Second-Generation Map of Human Genetic Variation

The International HapMap Consortium has published analyses of its second-generation map of human genetic variation, which contains more than 3.1 million genetic variants. The improved HapMap will help researchers find DNA variants that influence the risk of disease and other traits.

Silhouettes of people in diverse primary colors.

Image courtesy of Jane Ades, NHGRI.

Any 2 humans are more than 99% identical at the genetic level. The small fraction of DNA that varies among people can help explain differences in susceptibility to disease, response to drugs or reaction to environmental factors. Variations tend to be clustered and inherited together. Scientists call these clusters haplotypes. The map of human genetic variations is known as a haplotype map, or HapMap.

The initial version of the HapMap was published in 2005 by the International HapMap Consortium, a public-private partnership of researchers and funding agencies from around the world. The U.S. component is led by NIH's National Human Genome Research Institute (NHGRI). The DNA came from blood collected from 270 volunteers from 4 diverse populations: Yoruba in Ibadan, Nigeria; Japanese in Tokyo; Han Chinese in Beijing; and Utah residents with ancestry from northern and western Europe.

In the October 18, 2007, issue of Nature, the consortium reported that the Phase II HapMap, which was produced using the same DNA samples, contains more than 3.1 million genetic variations, or single nucleotide polymorphisms (SNPs). That's 3 times more than the initial version. The researchers estimate that the HapMap now captures 25-35% of common genetic variation in the populations surveyed.

The consortium's decision to make its SNP datasets immediately available in public databases has already helped researchers around the globe to associate dozens of common DNA variants with the risk for diseases and other traits. NHGRI Director Dr. Francis S. Collins explains, "This new approach to research, called genome-wide association studies, has recently uncovered new clues to the genetic factors involved in type 2 diabetes, cardiovascular disease, prostate cancer, multiple sclerosis and many other disorders. These results have opened up new avenues of research, taking us to places we had not imagined in our search for better ways to diagnose, treat and prevent disease."

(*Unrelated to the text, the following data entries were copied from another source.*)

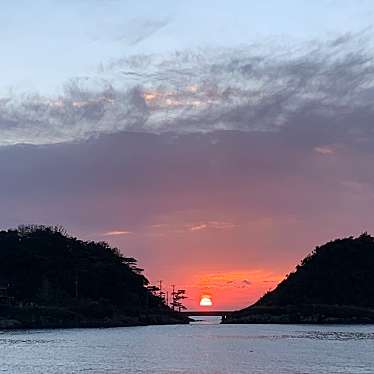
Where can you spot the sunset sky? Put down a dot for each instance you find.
(217, 142)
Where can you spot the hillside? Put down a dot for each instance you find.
(49, 279)
(334, 284)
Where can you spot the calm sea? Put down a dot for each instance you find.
(199, 348)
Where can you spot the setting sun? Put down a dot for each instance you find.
(206, 300)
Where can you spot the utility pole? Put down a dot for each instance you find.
(173, 297)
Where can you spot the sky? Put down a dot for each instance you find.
(217, 143)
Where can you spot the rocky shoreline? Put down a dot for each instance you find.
(51, 318)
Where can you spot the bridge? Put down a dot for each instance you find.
(201, 313)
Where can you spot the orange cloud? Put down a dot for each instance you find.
(117, 233)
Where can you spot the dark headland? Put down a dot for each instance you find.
(51, 280)
(334, 284)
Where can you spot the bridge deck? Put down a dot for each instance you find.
(206, 313)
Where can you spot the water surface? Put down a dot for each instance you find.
(199, 348)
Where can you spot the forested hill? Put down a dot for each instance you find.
(332, 284)
(49, 279)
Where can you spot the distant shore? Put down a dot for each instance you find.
(52, 317)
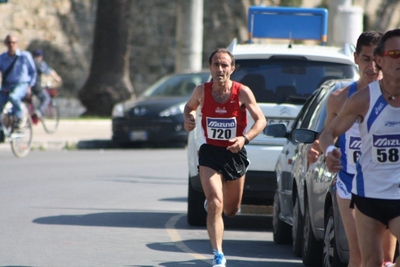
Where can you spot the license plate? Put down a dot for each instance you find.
(138, 136)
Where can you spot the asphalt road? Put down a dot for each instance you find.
(115, 208)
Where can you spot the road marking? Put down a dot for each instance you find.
(176, 238)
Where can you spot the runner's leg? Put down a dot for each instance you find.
(211, 182)
(370, 234)
(347, 215)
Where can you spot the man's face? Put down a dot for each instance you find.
(390, 65)
(366, 64)
(221, 67)
(12, 44)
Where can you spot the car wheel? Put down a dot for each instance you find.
(281, 230)
(197, 216)
(330, 254)
(297, 229)
(312, 248)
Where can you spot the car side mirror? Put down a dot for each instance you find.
(305, 136)
(276, 130)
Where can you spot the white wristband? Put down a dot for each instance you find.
(329, 150)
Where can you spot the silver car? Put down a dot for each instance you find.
(305, 209)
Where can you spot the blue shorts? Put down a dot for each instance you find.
(382, 210)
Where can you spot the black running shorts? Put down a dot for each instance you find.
(382, 210)
(231, 165)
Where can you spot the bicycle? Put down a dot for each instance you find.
(51, 115)
(21, 138)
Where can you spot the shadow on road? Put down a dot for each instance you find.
(156, 220)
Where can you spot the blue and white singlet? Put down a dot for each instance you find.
(378, 168)
(349, 144)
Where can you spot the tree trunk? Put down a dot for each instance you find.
(108, 81)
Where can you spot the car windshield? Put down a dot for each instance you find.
(283, 80)
(176, 85)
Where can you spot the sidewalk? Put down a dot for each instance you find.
(71, 134)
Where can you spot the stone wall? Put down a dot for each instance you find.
(64, 30)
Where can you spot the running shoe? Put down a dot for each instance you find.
(219, 259)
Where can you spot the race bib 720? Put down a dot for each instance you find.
(221, 128)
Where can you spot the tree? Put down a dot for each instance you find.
(108, 81)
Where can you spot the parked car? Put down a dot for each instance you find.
(156, 116)
(305, 207)
(282, 77)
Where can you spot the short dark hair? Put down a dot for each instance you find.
(367, 38)
(378, 51)
(221, 50)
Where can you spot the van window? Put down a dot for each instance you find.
(288, 80)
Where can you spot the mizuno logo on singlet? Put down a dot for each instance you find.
(379, 108)
(355, 142)
(386, 140)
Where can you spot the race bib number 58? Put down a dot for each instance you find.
(221, 128)
(386, 149)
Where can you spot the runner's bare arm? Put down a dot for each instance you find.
(189, 112)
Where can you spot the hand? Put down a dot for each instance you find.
(189, 123)
(332, 161)
(238, 144)
(313, 152)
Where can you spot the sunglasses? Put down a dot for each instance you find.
(392, 54)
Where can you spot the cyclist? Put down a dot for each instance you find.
(42, 68)
(18, 76)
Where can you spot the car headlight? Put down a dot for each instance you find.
(118, 110)
(173, 110)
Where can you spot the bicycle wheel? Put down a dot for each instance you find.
(51, 117)
(21, 140)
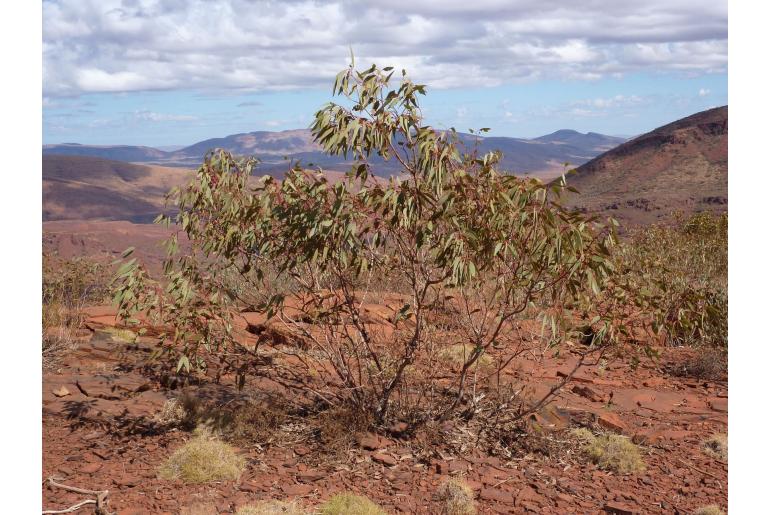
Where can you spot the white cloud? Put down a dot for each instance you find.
(132, 45)
(162, 117)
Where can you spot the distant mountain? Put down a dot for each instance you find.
(681, 166)
(542, 157)
(116, 152)
(592, 141)
(91, 188)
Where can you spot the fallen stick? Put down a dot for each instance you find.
(100, 502)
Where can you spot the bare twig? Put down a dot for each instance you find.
(100, 501)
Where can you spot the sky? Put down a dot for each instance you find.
(175, 72)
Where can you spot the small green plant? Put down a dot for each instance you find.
(672, 281)
(456, 497)
(716, 446)
(272, 507)
(201, 460)
(451, 230)
(611, 452)
(350, 504)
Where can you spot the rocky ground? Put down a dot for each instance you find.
(99, 432)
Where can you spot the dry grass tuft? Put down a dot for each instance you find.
(173, 413)
(611, 452)
(709, 363)
(716, 446)
(272, 508)
(201, 460)
(456, 497)
(121, 335)
(350, 504)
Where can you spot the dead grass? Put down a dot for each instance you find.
(272, 508)
(172, 413)
(336, 428)
(121, 335)
(711, 509)
(716, 446)
(456, 498)
(611, 452)
(201, 460)
(709, 363)
(350, 504)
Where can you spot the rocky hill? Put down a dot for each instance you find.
(681, 166)
(91, 188)
(542, 157)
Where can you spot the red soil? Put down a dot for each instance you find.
(101, 436)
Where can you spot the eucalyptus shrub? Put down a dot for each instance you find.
(490, 249)
(676, 275)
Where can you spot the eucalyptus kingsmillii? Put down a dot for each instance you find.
(455, 233)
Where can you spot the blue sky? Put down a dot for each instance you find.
(142, 72)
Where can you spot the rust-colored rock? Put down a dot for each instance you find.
(613, 422)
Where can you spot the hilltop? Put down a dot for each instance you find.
(681, 166)
(542, 157)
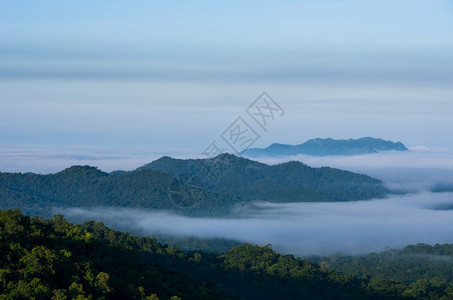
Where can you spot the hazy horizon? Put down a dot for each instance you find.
(116, 79)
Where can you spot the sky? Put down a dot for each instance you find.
(119, 84)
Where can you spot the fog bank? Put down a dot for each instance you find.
(306, 228)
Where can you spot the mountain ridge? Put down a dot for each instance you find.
(326, 147)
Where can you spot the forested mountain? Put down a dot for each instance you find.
(323, 147)
(287, 182)
(43, 259)
(206, 187)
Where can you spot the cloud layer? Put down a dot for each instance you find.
(306, 228)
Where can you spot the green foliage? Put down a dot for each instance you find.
(237, 180)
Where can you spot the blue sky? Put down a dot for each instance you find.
(169, 77)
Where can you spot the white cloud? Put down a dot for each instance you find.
(306, 228)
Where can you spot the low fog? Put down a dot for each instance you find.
(324, 228)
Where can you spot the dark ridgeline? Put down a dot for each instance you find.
(220, 182)
(325, 147)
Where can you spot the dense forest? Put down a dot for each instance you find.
(43, 259)
(198, 187)
(287, 182)
(424, 263)
(329, 146)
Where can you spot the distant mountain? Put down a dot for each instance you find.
(287, 182)
(324, 147)
(192, 186)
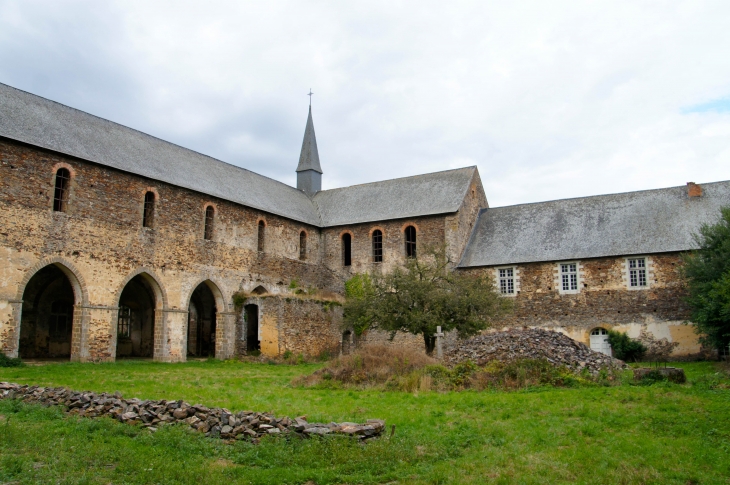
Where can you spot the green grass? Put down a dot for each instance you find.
(663, 433)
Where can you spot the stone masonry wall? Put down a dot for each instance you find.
(604, 300)
(100, 244)
(299, 325)
(429, 231)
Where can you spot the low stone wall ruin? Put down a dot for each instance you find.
(213, 422)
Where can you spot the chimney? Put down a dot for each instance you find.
(694, 190)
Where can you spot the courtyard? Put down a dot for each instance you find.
(659, 433)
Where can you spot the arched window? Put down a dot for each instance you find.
(262, 236)
(60, 195)
(149, 209)
(377, 246)
(302, 245)
(410, 242)
(346, 249)
(209, 220)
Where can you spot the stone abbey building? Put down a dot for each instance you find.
(114, 243)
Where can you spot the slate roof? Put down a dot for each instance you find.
(37, 121)
(420, 195)
(649, 221)
(43, 123)
(309, 156)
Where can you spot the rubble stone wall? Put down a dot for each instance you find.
(604, 300)
(100, 244)
(305, 326)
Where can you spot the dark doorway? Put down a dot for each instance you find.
(252, 328)
(346, 342)
(47, 316)
(201, 322)
(136, 319)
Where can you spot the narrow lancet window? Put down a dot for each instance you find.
(262, 235)
(302, 245)
(209, 220)
(346, 249)
(410, 242)
(60, 194)
(149, 209)
(377, 246)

A related study in the same issue of Nature described how the enhanced map can provide insights into the biological forces underlying natural selection in humans. For example, the researchers found 2 differences, common primarily in Asian populations, in genes involved in the formation of hair follicles and sweat glands as well as other structures. The researchers also identified DNA variations in African populations that may be linked to resistance to Lassa fever, a viral infection common in Western Africa.

The improved SNP coverage offered by the Phase II HapMap, along with better statistical methods, promises to further increase the accuracy and reliability of genome-wide association studies. NHGRI plans to extend the HapMap even further, with samples being donated by populations from Kenya, Italy, Gujarati Indians in Houston and others.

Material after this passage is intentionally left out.